11

2.3K 132 23
                                    

Simone continuava a picchiettare le dita con fare nervoso sul volante della sua macchina mentre, imbottigliato nel traffico mattutino di Roma, stava accompagnando Jacopo a scuola.

O almeno ci stava provando.

Suonò per l’ennesima volta il clacson inveendo verso il guidatore di fronte a lui, il picchiettio si fermò per un attimo per poi riiniziare con un ritmo più veloce.

«Pa’? – Jacopo cercò di attirare la sua attenzione, guardando lo sguardo perso nel vuoto e la mascella serrata del padre – Pa’?»

Simone sentì una mano scuoterlo leggermente e, appena si girò con il volto verso destra, trovò gli occhi grandi del figlio che lo squadravano alla ricerca del motivo del suo nervosismo.
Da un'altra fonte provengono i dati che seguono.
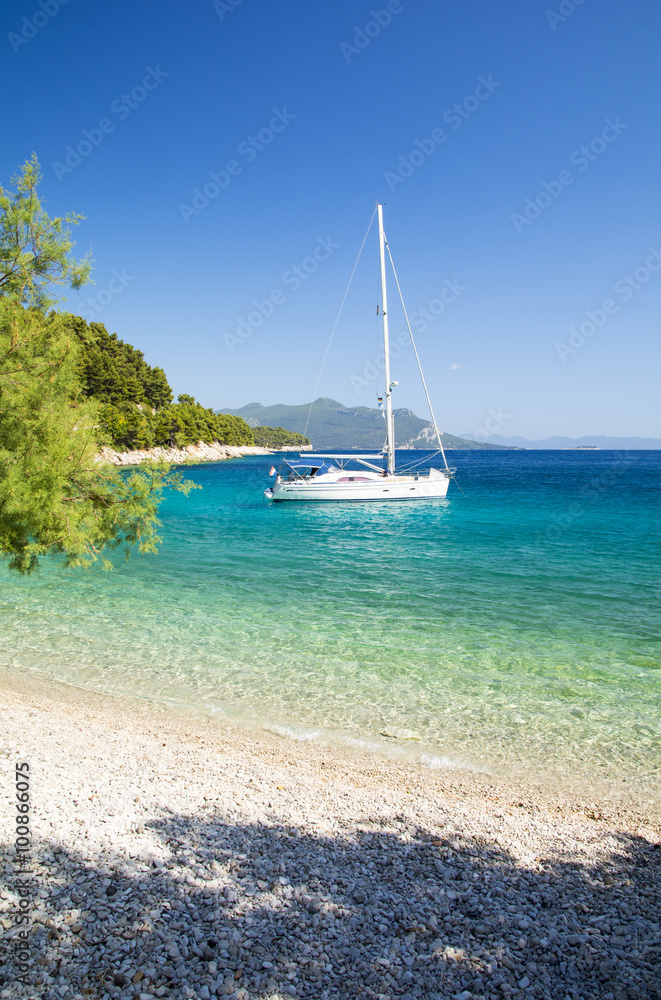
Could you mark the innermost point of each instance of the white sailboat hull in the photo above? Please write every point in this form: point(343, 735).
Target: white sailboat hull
point(431, 485)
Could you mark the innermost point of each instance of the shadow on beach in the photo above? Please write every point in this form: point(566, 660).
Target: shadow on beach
point(255, 911)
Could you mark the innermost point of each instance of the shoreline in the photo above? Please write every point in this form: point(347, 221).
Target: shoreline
point(200, 452)
point(299, 859)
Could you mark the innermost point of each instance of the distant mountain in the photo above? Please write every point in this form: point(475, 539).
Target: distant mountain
point(334, 426)
point(589, 441)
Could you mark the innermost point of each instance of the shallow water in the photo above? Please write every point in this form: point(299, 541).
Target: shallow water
point(514, 629)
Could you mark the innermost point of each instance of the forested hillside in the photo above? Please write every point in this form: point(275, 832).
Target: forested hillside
point(136, 408)
point(278, 438)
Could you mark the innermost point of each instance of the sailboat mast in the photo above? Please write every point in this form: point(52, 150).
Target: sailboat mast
point(386, 347)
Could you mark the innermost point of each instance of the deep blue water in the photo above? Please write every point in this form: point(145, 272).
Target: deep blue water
point(515, 628)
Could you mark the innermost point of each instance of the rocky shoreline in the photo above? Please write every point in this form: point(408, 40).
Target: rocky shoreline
point(184, 857)
point(200, 452)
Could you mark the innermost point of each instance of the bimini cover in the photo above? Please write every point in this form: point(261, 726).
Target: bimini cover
point(320, 468)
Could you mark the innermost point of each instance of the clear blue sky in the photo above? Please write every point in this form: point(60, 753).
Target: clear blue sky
point(335, 103)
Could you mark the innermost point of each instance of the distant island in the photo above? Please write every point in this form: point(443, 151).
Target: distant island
point(332, 426)
point(591, 442)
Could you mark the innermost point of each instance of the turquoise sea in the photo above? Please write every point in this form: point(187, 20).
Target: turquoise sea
point(513, 629)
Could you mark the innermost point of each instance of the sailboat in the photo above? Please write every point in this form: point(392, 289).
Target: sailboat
point(331, 477)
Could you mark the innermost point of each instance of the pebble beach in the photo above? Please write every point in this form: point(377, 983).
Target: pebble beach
point(175, 856)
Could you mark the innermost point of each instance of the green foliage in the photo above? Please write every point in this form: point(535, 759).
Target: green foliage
point(114, 372)
point(34, 249)
point(129, 426)
point(53, 495)
point(137, 410)
point(278, 437)
point(54, 498)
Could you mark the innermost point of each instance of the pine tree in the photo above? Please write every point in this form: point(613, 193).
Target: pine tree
point(54, 497)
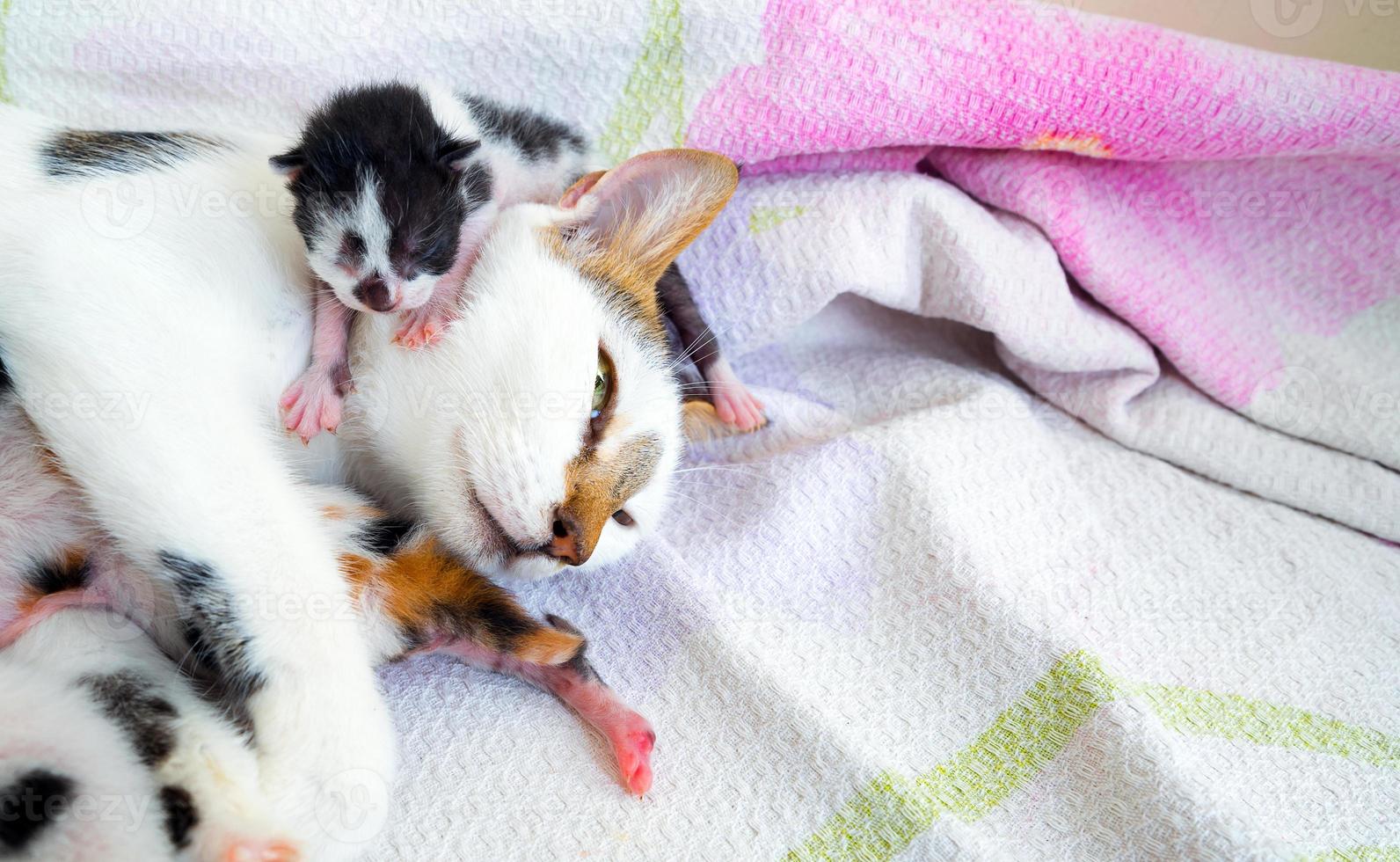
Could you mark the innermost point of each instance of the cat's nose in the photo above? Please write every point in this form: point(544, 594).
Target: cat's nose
point(376, 294)
point(565, 544)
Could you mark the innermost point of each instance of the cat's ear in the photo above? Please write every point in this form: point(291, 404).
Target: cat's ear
point(290, 164)
point(631, 222)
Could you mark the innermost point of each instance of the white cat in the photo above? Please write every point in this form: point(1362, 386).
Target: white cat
point(153, 307)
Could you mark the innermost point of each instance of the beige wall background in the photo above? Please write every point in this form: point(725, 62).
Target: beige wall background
point(1365, 33)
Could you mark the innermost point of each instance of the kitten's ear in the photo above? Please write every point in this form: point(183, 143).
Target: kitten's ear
point(631, 222)
point(288, 164)
point(454, 154)
point(577, 191)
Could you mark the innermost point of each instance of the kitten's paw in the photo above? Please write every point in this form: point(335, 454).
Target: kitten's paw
point(312, 405)
point(421, 326)
point(733, 400)
point(633, 739)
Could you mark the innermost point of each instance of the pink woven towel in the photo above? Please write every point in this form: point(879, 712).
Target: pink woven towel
point(1239, 208)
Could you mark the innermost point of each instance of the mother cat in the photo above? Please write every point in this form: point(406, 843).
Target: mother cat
point(153, 305)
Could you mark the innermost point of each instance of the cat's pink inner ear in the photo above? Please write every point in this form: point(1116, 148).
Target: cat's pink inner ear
point(645, 210)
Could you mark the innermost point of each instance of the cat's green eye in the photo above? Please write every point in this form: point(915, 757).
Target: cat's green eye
point(602, 385)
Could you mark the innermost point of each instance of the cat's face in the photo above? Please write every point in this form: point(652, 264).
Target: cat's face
point(543, 428)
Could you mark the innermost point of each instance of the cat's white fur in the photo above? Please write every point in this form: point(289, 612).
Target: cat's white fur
point(132, 286)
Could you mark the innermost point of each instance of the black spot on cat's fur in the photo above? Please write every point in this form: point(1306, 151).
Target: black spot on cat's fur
point(56, 575)
point(384, 535)
point(28, 805)
point(75, 153)
point(536, 136)
point(146, 718)
point(181, 815)
point(215, 636)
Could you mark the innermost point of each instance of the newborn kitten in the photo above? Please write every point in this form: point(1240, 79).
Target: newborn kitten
point(395, 187)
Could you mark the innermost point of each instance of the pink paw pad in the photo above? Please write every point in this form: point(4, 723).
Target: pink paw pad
point(421, 326)
point(733, 400)
point(633, 748)
point(312, 405)
point(260, 851)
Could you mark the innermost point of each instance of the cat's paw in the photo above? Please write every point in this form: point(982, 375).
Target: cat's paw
point(633, 739)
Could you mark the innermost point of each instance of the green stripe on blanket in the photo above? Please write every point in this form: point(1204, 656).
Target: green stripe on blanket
point(6, 97)
point(884, 817)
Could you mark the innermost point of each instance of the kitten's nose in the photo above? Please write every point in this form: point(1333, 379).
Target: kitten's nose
point(565, 544)
point(376, 294)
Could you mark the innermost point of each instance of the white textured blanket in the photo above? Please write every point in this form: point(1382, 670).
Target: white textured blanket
point(924, 612)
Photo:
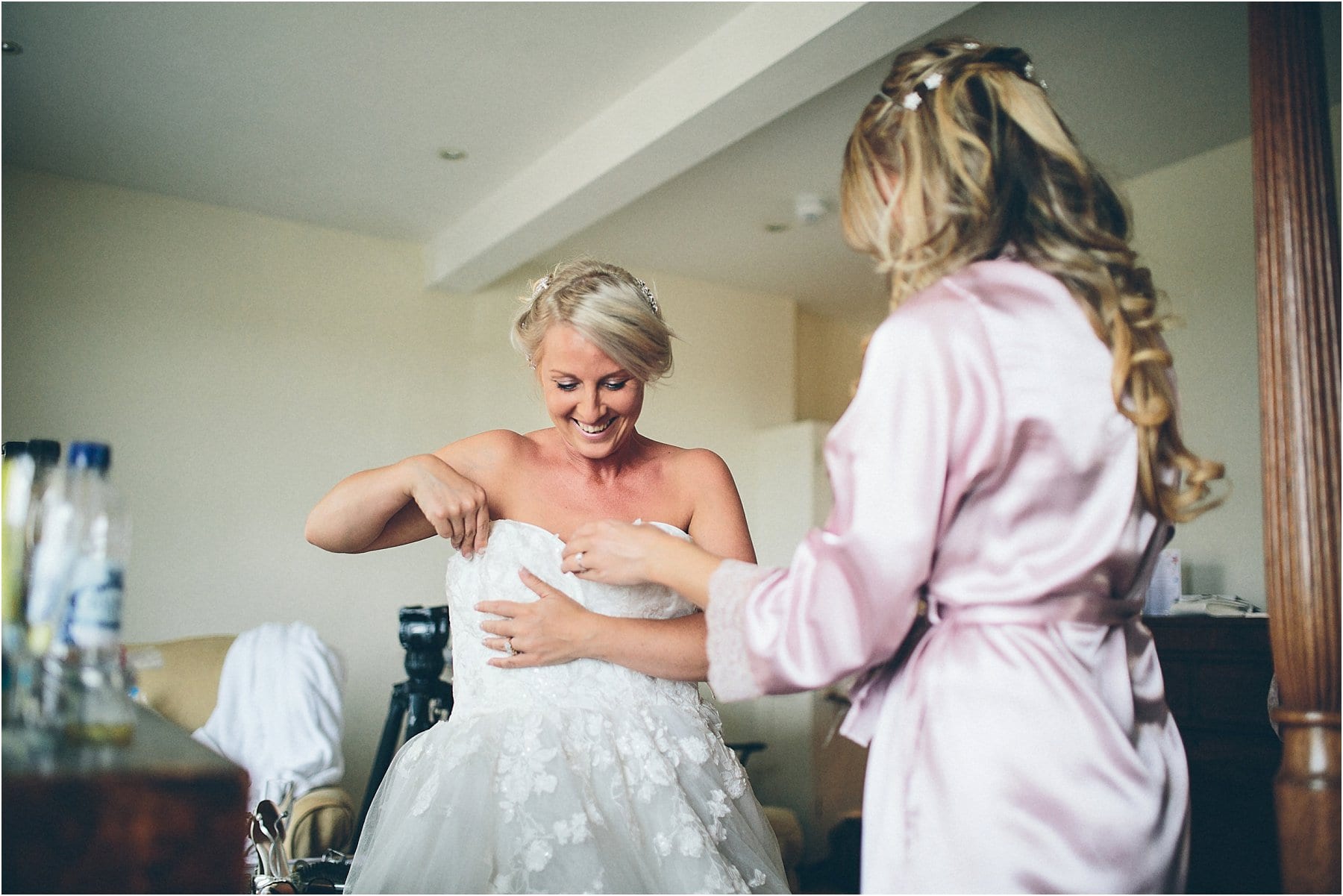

Che poi, nemmeno Simone sapeva perché si sentiva in quel modo. Da quando la sera prima Manuel gli aveva – anche se tra le righe di una citazione di un film Marvel che Jacopo lo aveva obbligato a guardare – detto che lo amava.

Manuel lo amava e Simone non riusciva a crederci. Dopo 12 anni, dodici anni, aveva ottenuto una dichiarazione d’amore da parte di Manuel. Per messaggio.

Per messaggio. Forse era proprio questo che lo aveva reso così… teso.

Dopo tutto questo tempo, dopo anni senza rivolgersi parola, ti dichiari per... messaggio? No, non lo accettava.

«Tutto bene?» gli chiese il figlio con sguardo indagatore.

«Si, io… - il clacson della macchina dietro gli fece riportare gli occhi sulla strada, facendogli notare che le macchine davanti si erano mosse lasciandolo il solo responsabile della coda formatasi dietro di lui – cazzo.»

Partì velocemente, cercando di recuperare il tempo che aveva perso a fissare il vuoto. «Pa’, accosta.»

Simone si girò per un secondo, pensando di aver capito male. «Cosa?» «Accosta, ora.» ripeté Jacopo con tono serio.

Appena la macchina fu ferma, Simone si girò verso il figlio preoccupato. «C’è qualcosa che non va, Ja? Ti senti male?»

Jacopo alzò un sopracciglio mentre guardava il padre come fosse un alieno, «Io sto benissimo, sei tu quello che deve parlare.»

A Simone si bloccò il fiato in gola, Jacopo lo aveva fatto fermare perché si era accorto del suo nervosismo. Sospirò abbassando lo sguardo, per quanto ci provasse suo figlio – anche se non era sangue del suo sangue – lo capiva meglio di chiunque altro, meglio anche di sé stesso, era ovvio che avrebbe percepito qualcosa nell’aria.

«Non mi dire “non è niente”, ho 15 anni ma non sono scemo.»

Simone si lasciò andare contro il seggiolino, guardando Jacopo e sorridendo lievemente. Allungò una mano e la passò in mezzo ai suoi capelli, «Non dovresti preoccuparti per me, tu sei il figlio e io il padre ti vorrei ricordare.»

«Ma se non mi prendo io cura di te, chi lo farà? – disse ridendo Jacopo sapendo benissimo la risposta – poi io non devo, io voglio. E l’unica cosa che voglio è che tu stia bene e che sia felice.»

Simone gli mise una mano sulla fronte, «Sicuro di stare bene? O di avere 15 anni e non 30?»

Il ragazzo alzò gli occhi al cielo, per poi guardare l’ora nel cruscotto e puntare gli occhi su suo padre sorridendo, «Beh, ormai non arriverò mai in tempo a scuola. Quindi, entrando in ritardo, abbiamo più di un’ora per parlare dei tuoi problemi da padre single – si girò verso il finestrino per sussurrare l’ultima parte – ammesso che tu sia ancora single.»